Day 298: How Machines Learn Pt. 2

Yesterday I started on a rather convoluted topic, but hopefully if you wrapped your head around what a layer does to the inputs it receives, then today’s post should be easier to understand. Here was the output of the layer from yesterday’s example.

N1N2N3N4N5
Output0.620.4550.9750.180.125

What we’d like to do is pass these values to a new layer. Recall that each layer has neurons with weights and biases, like knobs on a large machine. Passing these values to a new layer would allow even finer control over the effect the network has on the inputs. Deciding how many layers is a whole other topic, but for now we can just assume that two layers will be better than one. In fact, two layers between the first input and the final output is pretty much required for reasons I’ll try to explain right now.

We can’t simply pass these inputs along to a new layer, or to the final output layer. As stated yesterday, the function these neurons apply to their inputs is this:

output = inputs x weights + bias

This is identical to the equation of a line.

y = mx + b

Where the weights determine the slope of the output line (m), and the bias determines the intercept of the line (b). Currently, all our neural network can do is take inputs and turn them into lines. No matter how many layers we stack up on top of each other, the output will always look like a line because all we are doing is multiplying previous inputs by a new slope. Most data in the real world does not have a perfectly linear relationship.

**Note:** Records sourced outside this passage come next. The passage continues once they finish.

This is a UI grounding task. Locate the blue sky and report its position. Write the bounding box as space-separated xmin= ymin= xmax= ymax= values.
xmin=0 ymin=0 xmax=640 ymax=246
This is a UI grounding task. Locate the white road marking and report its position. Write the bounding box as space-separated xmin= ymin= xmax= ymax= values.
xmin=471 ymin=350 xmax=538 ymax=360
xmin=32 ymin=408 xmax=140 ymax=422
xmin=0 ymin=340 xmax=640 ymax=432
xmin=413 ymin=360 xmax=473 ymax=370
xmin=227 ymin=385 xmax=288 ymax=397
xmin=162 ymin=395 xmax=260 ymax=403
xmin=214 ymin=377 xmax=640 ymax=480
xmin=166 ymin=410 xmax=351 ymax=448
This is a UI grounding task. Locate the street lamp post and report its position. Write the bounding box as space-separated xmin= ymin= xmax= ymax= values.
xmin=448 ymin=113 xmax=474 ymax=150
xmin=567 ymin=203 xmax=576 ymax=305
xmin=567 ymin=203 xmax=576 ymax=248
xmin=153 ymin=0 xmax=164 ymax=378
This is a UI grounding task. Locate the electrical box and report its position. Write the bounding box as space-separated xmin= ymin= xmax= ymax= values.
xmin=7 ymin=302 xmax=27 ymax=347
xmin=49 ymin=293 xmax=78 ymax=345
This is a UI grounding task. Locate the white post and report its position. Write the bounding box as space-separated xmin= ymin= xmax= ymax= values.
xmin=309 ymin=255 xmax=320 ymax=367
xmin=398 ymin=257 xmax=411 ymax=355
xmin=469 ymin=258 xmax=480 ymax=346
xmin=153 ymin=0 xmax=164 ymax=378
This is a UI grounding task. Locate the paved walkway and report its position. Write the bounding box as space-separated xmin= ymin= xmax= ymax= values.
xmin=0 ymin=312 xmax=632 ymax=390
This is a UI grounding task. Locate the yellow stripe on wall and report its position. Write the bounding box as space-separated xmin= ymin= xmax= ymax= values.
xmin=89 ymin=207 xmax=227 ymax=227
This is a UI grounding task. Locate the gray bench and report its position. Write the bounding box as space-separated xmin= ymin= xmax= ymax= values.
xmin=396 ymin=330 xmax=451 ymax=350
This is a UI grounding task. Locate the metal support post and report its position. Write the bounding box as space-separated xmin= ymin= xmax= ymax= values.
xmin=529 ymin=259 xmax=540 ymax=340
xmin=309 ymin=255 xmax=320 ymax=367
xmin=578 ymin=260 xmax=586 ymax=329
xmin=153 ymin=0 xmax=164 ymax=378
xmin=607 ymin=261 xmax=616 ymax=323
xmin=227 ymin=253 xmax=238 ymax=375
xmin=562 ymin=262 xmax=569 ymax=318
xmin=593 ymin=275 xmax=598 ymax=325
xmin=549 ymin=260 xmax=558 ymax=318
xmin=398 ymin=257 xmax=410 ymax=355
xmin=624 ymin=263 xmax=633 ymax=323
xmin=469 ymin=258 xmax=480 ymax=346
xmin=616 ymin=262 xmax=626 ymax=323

The whole thing is useless! That is, if we leave it as is. To solve this, the linearity of the system must be broken. There needs to be a way to introduce curves or kinks into these lines. What if we could have a neuron or a couple of neurons only define one section of a line? Then we could make a curve that’s just a bunch of tiny line segments. We might then say that some neurons are active for certain inputs. I.E any given neuron can only contribute to the line when we want them to. This is exactly what an activation function achieves.

An activation function sits between layers of neurons and decides which neurons will get to play their part. It’s part of the picture that’s missing from diagrams like these:

In fact I couldn’t find a single diagram that indicates the existence of an activation function between neurons. They’re such an integral part of these networks it’s kinda hard to believe nobody includes them in the diagram.

Anyway here’s a visual for how they work.

First we just start with a line. If we take the input and our entire neural network was active at the same time, we’d get something like this:

Those sliders, w1 and b1 determine the slope and position of the line. Those could be just one weight, or they could be every weight and bias added together. If every neuron is always active, all the neurons’ weights and biases will end up multiplied or added to the final output. That’s why we’ll always get a line (or at least, a representation of a linear relationship) without any activation function.

Changing weight:

Changing bias:

Today we’ll be looking at the rectified linear or ReLI activation function. All it does is cut a line off where it’s output is not greater than 0. This is enough to break linearity and allow us to make some more interesting shapes.

This next line is what happens when the activation function is applied it’s active where the original input is between 0 and infinity.

Notice these aren’t completely new lines, I’m taking the output of the previous function and doing new operations to it, just like the neural network will.

Now what if I want a line that’s active only over a constrained area like we talked about before? I need to do a few operations. First I’ll pass the output of the activation function to a new neuron, and use the weight and bias to set some limits.

Then I have to pass this to another activation function.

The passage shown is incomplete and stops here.